Compromise and  Settling! Am I settling or making a compromise?

I often hear this question from my counseling and coaching clients because they want to know the difference between settling and compromise.


In a relationship, when you betray yourself or allow others to betray who you are or your core beliefs, such as honesty, respect, reciprocity, and commitment, When you have settled, you feel invisible, like you don’t matter. “Stuck” is usually the word clients say when they have settled in a relationship. They feel stuck because they haven’t used their voice in so long that they fear their partner will leave if they don’t compromise. So they are stuck between choosing themselves or their relationship, and this should never be a decision you must make in a relationship.

That’s because, in a healthy relationship, you never have to choose. You can have both.

So, settling is an internal battle. On the other hand, compromise is external.

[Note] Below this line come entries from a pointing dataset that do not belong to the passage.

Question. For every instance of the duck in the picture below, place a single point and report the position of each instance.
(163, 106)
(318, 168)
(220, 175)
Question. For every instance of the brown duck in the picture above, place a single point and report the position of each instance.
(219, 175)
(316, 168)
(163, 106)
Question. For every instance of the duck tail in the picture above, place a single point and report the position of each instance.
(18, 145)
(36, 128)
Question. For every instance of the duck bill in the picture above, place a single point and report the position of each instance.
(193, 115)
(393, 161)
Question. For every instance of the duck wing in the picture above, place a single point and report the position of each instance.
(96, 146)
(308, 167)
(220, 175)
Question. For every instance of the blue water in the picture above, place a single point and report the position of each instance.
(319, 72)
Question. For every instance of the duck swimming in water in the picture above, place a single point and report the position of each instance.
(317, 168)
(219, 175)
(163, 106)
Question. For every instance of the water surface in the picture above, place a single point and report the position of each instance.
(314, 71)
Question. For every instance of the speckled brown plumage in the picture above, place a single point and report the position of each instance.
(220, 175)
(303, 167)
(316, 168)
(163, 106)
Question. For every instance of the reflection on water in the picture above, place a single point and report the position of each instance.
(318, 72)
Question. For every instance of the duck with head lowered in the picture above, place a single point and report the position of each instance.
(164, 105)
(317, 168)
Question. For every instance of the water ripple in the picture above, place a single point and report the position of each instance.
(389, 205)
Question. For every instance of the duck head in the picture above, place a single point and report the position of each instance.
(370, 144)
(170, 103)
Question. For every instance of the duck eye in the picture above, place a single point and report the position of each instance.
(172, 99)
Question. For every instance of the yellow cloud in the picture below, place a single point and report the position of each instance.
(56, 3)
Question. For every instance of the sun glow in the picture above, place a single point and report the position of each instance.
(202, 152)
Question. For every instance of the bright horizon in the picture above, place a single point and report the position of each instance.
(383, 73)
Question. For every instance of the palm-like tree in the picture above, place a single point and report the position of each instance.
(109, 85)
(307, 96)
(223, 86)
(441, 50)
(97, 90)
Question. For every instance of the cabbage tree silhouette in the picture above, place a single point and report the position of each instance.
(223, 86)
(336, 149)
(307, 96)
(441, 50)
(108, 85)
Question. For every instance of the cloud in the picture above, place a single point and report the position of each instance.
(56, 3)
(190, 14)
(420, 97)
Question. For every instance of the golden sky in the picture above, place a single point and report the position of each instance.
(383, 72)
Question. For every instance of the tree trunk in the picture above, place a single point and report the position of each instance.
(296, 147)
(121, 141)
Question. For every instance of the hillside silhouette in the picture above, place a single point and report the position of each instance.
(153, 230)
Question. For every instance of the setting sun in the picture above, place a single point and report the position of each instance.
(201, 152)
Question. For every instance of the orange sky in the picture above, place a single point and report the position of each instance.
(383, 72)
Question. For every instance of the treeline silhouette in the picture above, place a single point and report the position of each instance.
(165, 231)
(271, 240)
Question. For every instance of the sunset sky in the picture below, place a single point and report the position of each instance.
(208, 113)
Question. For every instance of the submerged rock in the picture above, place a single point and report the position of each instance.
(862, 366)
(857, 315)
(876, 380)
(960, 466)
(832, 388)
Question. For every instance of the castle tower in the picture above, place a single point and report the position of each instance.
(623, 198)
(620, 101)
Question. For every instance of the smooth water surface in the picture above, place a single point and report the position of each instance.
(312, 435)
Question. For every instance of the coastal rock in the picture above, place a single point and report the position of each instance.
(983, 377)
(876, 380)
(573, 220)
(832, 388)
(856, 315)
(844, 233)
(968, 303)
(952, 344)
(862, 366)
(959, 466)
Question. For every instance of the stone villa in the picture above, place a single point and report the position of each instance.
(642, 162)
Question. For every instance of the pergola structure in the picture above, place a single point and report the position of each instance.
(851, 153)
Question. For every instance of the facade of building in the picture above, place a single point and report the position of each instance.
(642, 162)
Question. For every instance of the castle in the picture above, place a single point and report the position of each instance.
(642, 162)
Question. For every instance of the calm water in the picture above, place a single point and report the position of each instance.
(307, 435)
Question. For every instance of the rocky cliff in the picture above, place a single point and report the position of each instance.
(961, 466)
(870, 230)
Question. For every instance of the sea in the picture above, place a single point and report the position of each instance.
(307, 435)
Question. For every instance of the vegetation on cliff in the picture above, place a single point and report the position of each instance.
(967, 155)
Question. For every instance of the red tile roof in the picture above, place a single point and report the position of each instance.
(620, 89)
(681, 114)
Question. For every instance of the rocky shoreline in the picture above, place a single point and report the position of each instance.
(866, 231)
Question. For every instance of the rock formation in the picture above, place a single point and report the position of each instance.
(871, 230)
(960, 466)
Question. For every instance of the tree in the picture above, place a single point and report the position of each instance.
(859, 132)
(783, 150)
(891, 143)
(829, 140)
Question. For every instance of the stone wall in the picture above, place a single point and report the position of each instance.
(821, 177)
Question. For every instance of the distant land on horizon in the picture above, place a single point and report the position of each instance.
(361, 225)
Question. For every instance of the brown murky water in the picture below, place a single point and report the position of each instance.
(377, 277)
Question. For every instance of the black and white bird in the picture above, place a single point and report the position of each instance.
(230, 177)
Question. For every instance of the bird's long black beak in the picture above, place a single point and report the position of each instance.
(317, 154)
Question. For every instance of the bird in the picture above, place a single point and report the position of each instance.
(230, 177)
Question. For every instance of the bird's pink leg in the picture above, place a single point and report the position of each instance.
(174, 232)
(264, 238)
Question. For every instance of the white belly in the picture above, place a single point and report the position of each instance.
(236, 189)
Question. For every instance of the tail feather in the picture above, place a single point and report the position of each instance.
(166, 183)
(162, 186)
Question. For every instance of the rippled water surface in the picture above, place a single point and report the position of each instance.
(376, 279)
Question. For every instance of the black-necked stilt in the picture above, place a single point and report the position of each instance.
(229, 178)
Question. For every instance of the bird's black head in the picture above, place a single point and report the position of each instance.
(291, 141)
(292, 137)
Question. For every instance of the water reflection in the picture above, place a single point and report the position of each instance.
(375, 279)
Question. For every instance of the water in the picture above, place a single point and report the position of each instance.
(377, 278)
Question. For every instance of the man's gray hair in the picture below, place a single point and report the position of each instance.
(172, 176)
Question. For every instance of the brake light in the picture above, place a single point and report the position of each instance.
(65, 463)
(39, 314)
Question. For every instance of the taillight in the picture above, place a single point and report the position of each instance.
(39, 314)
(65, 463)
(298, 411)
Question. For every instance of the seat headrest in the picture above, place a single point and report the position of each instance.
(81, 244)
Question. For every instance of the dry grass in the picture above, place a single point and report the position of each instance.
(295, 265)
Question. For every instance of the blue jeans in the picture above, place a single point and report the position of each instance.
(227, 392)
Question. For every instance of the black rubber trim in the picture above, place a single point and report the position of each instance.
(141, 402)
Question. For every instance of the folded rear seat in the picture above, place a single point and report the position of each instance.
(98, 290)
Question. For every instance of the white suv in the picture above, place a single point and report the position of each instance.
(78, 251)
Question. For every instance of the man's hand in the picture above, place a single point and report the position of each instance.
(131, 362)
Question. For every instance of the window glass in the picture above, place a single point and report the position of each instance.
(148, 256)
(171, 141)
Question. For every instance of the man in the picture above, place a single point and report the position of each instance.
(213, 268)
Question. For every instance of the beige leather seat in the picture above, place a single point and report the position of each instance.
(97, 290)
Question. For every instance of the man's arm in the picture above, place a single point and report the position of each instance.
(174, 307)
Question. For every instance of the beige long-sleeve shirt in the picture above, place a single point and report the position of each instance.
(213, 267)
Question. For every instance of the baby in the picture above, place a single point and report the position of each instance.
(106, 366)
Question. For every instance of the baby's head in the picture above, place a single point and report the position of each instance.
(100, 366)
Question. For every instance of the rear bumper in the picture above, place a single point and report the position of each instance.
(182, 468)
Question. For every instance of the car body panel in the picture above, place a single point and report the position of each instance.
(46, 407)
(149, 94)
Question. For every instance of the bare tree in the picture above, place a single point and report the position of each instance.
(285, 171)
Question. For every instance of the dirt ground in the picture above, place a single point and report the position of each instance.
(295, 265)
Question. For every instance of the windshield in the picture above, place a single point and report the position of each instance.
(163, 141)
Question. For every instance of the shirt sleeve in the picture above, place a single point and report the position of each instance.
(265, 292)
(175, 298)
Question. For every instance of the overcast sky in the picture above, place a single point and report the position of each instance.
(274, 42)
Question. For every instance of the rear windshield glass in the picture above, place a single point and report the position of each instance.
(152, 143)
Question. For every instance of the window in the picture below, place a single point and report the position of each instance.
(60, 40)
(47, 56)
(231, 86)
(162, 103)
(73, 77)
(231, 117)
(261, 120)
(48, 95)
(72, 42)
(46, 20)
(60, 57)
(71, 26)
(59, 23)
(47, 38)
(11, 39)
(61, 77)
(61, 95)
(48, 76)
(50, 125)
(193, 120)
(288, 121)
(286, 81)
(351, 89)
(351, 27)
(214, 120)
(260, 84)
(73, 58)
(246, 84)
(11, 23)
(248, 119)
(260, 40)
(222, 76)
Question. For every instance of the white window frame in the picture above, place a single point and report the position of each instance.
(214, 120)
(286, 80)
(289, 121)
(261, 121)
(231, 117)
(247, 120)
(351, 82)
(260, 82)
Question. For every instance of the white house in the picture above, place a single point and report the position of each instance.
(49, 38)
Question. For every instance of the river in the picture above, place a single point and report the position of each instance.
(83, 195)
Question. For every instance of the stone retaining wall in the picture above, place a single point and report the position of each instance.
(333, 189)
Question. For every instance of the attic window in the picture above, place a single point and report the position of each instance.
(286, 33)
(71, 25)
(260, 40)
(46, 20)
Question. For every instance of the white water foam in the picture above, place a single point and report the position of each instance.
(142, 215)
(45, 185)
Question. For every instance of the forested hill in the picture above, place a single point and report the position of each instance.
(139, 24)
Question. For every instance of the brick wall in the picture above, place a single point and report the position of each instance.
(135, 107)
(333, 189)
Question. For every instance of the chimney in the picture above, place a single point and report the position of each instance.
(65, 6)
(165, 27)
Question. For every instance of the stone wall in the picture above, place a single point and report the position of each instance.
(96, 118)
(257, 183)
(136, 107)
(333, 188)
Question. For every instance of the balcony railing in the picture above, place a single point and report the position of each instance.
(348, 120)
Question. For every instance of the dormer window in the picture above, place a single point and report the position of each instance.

Couple Counseling, Compromise or Settle, Greenville SC


It is when you model the true give-and-take flow in a relationship, allowing the relationship to expand and grow. This means at some point, you may have to give more than your partner, and vice versa. Because it flows and there is reciprocity, you do not feel like you are sacrificing. You know you may give more this time, but your partner is willing to give and has given more in the past. Trust that your partner is invested in the relationship, which builds a foundation on us instead of I. You feel understood and are on the same team as your partner.

You feel confident in yourself and your relationship.

For example, you or your partner may compromise on where you will spend the holidays (with your family or theirs), what daycare the children go to, how much money to save, where you will buy your home, who does the cooking/home chores, etc.

When you compromise, you and your partner look at your external preferences and then thoughtfully and selflessly analyze what would work best for the relationship and the family. Sometimes, it’s what you want, and sometimes, it’s what your partner wants — and sometimes, it is an integration of both.

And I say selfless for a reason. Sometimes, people mistake sacrifice for compromise, and sacrifice is not selfless.

I hear this phrase often: “I sacrificed for you.” But what does it mean?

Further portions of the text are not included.